Anyone who has ever had a skin issue knows the scars are more than skin deep. The reality is, despite how common acne is, it can have a negative impact on one’s mental well-being.
Acne, one of the most common skin disorders, peaks in adolescence and early adulthood, according to the Yale School of Medicine, affecting around 85 per cent of people between the ages of 12 and 24. However, over 25 per cent of women and 12 per cent of men in their 40s report having acne.
According to Dr Fibian Nyorita, a Clinical Dermatologist, acne leaves a lot of patients with deep emotional scars.
“Acne, especially when it affects the face, provokes cruel taunts from other teenagers,” he says. “Some find it hard to form new relationships, especially with the opposite sex. Those with acne may lack the self-confidence to go out and form these bonds.”
As a result, Dr Nyorita says, some people with acne become shy and elusive due to fear or negative appraisal by others.

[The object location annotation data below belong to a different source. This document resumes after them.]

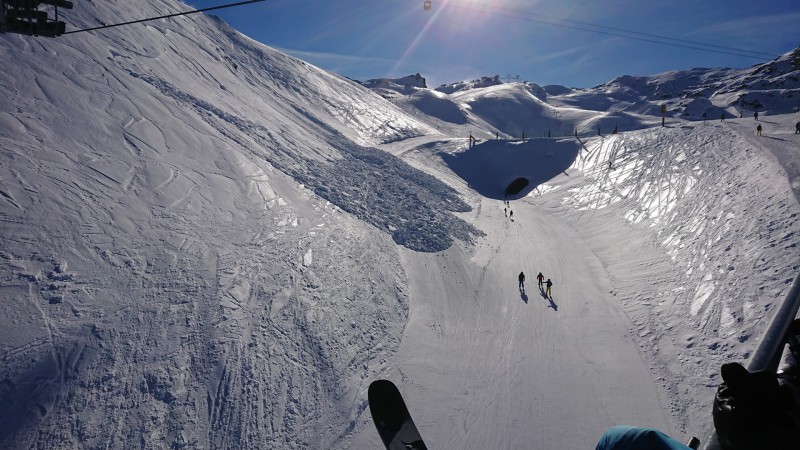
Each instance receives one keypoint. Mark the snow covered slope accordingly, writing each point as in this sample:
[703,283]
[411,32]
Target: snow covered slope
[202,249]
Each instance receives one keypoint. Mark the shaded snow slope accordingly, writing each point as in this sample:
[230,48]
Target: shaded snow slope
[708,252]
[168,275]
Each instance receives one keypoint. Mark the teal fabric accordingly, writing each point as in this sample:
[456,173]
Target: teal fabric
[633,438]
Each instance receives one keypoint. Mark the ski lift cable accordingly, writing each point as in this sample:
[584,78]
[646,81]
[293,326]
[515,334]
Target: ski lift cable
[229,5]
[653,38]
[636,32]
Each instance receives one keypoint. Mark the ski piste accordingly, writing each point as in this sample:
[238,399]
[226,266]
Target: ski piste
[391,417]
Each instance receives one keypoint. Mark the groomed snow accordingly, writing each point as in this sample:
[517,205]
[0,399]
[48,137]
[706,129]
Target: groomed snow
[210,244]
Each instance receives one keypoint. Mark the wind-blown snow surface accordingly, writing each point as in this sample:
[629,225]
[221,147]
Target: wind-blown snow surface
[201,249]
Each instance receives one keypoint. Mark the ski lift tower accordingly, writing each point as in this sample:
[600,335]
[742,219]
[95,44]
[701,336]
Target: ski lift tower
[25,17]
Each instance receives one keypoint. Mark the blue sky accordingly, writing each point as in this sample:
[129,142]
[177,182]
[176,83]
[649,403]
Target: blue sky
[542,41]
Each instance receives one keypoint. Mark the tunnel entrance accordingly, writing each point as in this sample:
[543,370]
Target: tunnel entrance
[517,186]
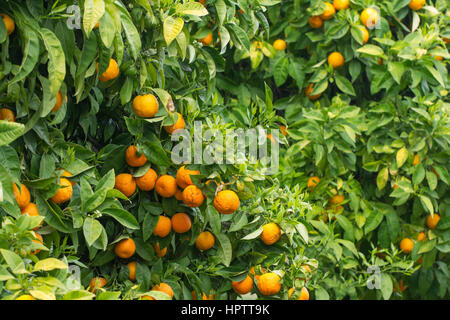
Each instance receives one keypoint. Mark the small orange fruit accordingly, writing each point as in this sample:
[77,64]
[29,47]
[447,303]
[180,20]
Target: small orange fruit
[23,196]
[269,284]
[244,286]
[271,233]
[226,202]
[432,221]
[125,248]
[181,222]
[132,270]
[205,241]
[7,114]
[166,186]
[126,184]
[64,193]
[193,196]
[147,181]
[145,106]
[406,245]
[177,125]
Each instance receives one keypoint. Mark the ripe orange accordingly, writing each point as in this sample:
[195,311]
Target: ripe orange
[226,202]
[432,221]
[181,222]
[416,4]
[177,125]
[279,44]
[145,106]
[271,233]
[304,294]
[193,196]
[244,286]
[125,248]
[23,196]
[64,193]
[126,184]
[7,114]
[369,17]
[132,271]
[164,287]
[341,4]
[96,283]
[308,91]
[336,59]
[160,253]
[111,72]
[31,210]
[133,159]
[166,186]
[204,241]
[269,284]
[315,22]
[9,23]
[312,182]
[183,177]
[163,227]
[329,12]
[207,40]
[406,245]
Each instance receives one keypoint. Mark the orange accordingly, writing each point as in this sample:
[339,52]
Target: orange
[23,196]
[271,233]
[432,221]
[416,4]
[308,91]
[160,253]
[369,17]
[226,202]
[269,284]
[312,182]
[111,72]
[125,248]
[406,245]
[126,184]
[6,114]
[132,271]
[96,283]
[133,159]
[164,287]
[177,125]
[183,177]
[31,210]
[365,33]
[147,181]
[315,22]
[329,12]
[336,59]
[166,186]
[207,40]
[193,196]
[341,4]
[244,286]
[421,237]
[163,227]
[279,44]
[304,294]
[64,193]
[181,222]
[145,106]
[9,23]
[204,241]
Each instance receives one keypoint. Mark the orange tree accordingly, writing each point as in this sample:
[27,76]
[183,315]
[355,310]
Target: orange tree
[91,95]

“This can cause mental illness since they can’t associate and communicate with their peers,” she says.
Dr Nyorita explains that acne patients suffer from anxiety with common symptoms ranging from loss of appetite, mood disturbance, and a general feeling of unworthiness. Sometimes a patient might even develop suicidal feelings but this happens in rare cases.
“It doesn’t matter whether your acne is mild or more severe. Your feelings are valid,” she adds.
Dr Marren Akong’o, a university lecture at Rongo University says she has observed that many people with this skin condition feel uncomfortable and embarrassed.
“The prevalence of myths regarding why acne forms might even make you to feel a sense of guilt or shame as if you are somehow responsible for your acne. These feelings can be so strong that it prevent you from doing what you really want to do,” she says.
According to a 2018 study in the British Journal of Dermatology, people with acne had 46 per cent risk of developing a major depressive disorder.The American Academy of Dermatology(AAD) makes it clear that this worrying skin condition tremendously affects the mental health of the person suffering from it, especially young people who take it more seriously. Bullying at school can exacerbate the problem leading to more severe psychological damage but even those who aren’t bullied about their acne can experience negative psychosocial consequences.
According to research at the University of Limerick in Ireland, negative stigma surrounding acne can lower the quality of life of sufferers, increasing psychological distress levels and causing physical symptoms such as sleep disturbance, headaches and gastrointestinal problems. The study, which surveyed 271 acne sufferers, showed that participants who had acne were significantly stigmatised in the society.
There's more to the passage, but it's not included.